Senate passes bill regulating online streaming in Canada

Canada's Online Streaming Act (Bill C-11) has passed the final hurdle in the Senate, receiving royal assent on Thursday evening. The legislation requires streaming services such as Netflix and Spotify to pay for Canadian media content, including TV shows and music, and promote Canadian content in both official languages and Indigenous languages. The bill gives the Canadian Radio-television and Telecommunications Commission (CRTC) the power to regulate digital media companies and impose financial penalties for violations of the act, similar to traditional broadcasters. However, critics warn that the bill could over-regulate the internet while supporters argue that it will boost the Canadian media and arts sectors. The public debate has been contentious, with the Conservatives and tech companies criticizing the bill as an attack on freedom of expression.

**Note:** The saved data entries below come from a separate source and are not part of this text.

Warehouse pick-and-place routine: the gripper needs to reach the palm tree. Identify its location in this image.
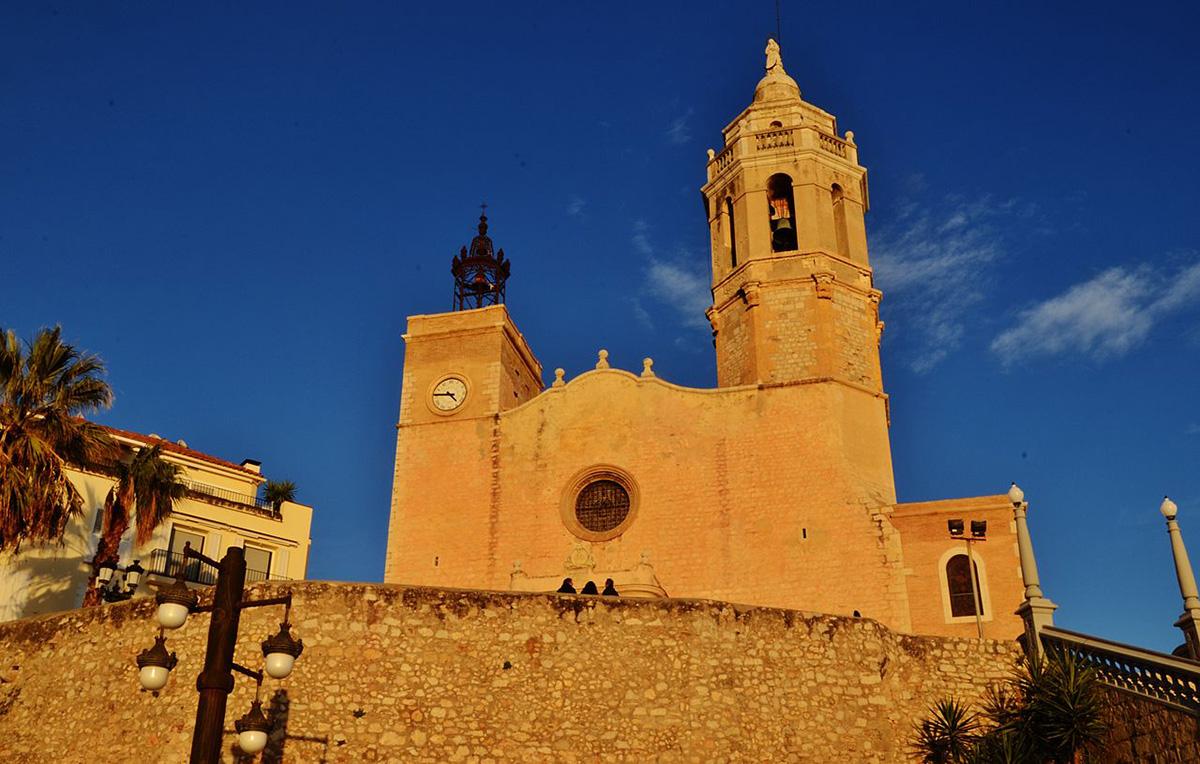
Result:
[83,444,187,606]
[263,480,296,512]
[0,326,115,552]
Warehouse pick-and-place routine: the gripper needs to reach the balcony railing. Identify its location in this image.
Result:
[146,549,289,586]
[179,477,275,515]
[1042,626,1200,714]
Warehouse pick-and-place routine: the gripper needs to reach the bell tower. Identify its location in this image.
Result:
[702,40,883,397]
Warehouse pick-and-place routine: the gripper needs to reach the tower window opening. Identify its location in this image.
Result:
[767,173,796,252]
[725,197,738,267]
[832,184,850,258]
[946,554,983,618]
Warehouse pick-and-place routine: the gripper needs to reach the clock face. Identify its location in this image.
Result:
[433,377,467,411]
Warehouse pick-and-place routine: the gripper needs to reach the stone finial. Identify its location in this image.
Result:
[766,38,786,74]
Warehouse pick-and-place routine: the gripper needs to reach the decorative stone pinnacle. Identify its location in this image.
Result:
[766,38,787,74]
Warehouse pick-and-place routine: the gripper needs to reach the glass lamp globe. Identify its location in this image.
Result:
[264,652,296,679]
[138,666,170,691]
[233,699,271,756]
[263,621,304,679]
[238,729,266,754]
[137,634,178,692]
[1008,483,1025,505]
[156,602,187,628]
[1158,497,1180,521]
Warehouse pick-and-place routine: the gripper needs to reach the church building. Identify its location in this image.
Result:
[385,41,1024,638]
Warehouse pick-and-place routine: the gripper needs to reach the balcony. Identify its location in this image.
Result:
[146,549,290,586]
[179,477,278,517]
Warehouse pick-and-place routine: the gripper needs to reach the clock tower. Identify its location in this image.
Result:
[385,215,542,583]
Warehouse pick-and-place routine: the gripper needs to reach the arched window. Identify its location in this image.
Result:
[833,184,850,258]
[946,554,983,618]
[767,173,796,252]
[725,197,738,267]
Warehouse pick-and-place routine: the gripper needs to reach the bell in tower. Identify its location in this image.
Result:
[450,204,510,311]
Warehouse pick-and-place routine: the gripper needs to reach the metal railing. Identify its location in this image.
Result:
[1042,626,1200,714]
[146,549,290,586]
[179,477,275,515]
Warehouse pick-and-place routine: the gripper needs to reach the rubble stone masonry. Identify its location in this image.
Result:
[0,583,1019,764]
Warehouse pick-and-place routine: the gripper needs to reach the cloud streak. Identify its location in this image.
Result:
[991,260,1200,365]
[667,109,695,146]
[871,195,1017,373]
[630,221,712,327]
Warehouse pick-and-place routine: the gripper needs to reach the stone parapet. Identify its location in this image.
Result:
[0,583,1020,764]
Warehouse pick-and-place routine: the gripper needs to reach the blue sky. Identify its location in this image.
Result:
[0,0,1200,649]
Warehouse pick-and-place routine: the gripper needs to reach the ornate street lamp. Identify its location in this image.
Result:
[138,633,179,692]
[263,620,304,679]
[1158,497,1200,661]
[96,560,146,602]
[137,545,304,764]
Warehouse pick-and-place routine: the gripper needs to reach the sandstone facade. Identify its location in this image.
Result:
[385,40,1024,637]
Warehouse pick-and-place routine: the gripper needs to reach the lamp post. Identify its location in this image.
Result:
[946,519,988,639]
[1008,482,1058,657]
[96,560,146,602]
[1158,497,1200,661]
[137,545,304,764]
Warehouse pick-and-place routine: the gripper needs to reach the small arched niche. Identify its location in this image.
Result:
[832,184,850,258]
[767,173,796,252]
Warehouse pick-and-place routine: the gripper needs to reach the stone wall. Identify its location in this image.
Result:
[1093,690,1200,764]
[0,583,1019,764]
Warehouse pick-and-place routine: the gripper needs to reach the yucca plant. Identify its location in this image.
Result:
[912,698,980,764]
[263,480,296,512]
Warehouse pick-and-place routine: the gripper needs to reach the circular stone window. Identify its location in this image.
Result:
[563,467,637,541]
[575,480,629,534]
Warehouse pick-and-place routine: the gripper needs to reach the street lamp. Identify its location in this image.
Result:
[96,560,146,602]
[946,518,988,639]
[137,545,304,764]
[1158,497,1200,660]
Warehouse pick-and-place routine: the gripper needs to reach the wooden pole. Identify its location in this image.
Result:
[185,547,246,764]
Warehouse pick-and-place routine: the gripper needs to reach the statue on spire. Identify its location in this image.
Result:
[767,37,787,74]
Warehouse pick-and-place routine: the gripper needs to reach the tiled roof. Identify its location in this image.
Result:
[101,425,262,477]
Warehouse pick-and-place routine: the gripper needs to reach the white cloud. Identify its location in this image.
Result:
[667,109,695,145]
[991,261,1200,363]
[871,193,1030,373]
[630,221,713,326]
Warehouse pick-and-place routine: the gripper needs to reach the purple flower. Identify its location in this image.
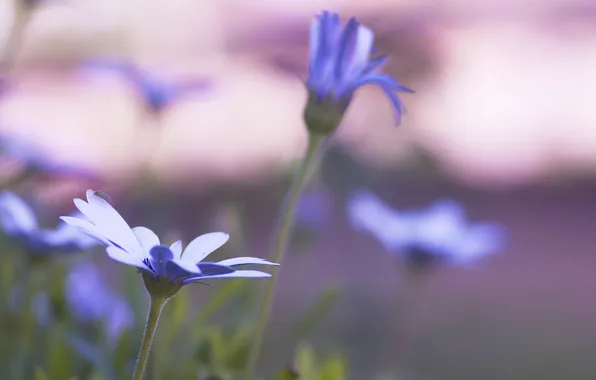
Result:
[64,262,134,343]
[61,190,277,292]
[348,192,504,265]
[305,11,412,134]
[0,135,94,179]
[85,60,210,113]
[0,191,97,254]
[296,190,332,228]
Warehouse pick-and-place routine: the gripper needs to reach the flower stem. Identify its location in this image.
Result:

Google, YouTube's parent company, launched a public campaign against the legislation, saying it would negatively affect users' experience on the platform. Nevertheless, Heritage Minister Pablo Rodriguez, C-11's sponsor, has dismissed much of the criticism of the bill from the Conservatives and tech companies as inaccurate. The bill's journey through Parliament has been difficult, with nearly a year of debate and amendments. The government has insisted that the legislation is not intended to regulate independent content creators, but the bill's broad language means it's unclear what it will do in practice. The government is expected to clarify many areas of uncertainty through a policy directive to the CRTC. A Senate amendment that the House of Commons accepted requires the CRTC to hold public consultations on how it will use its new regulatory powers.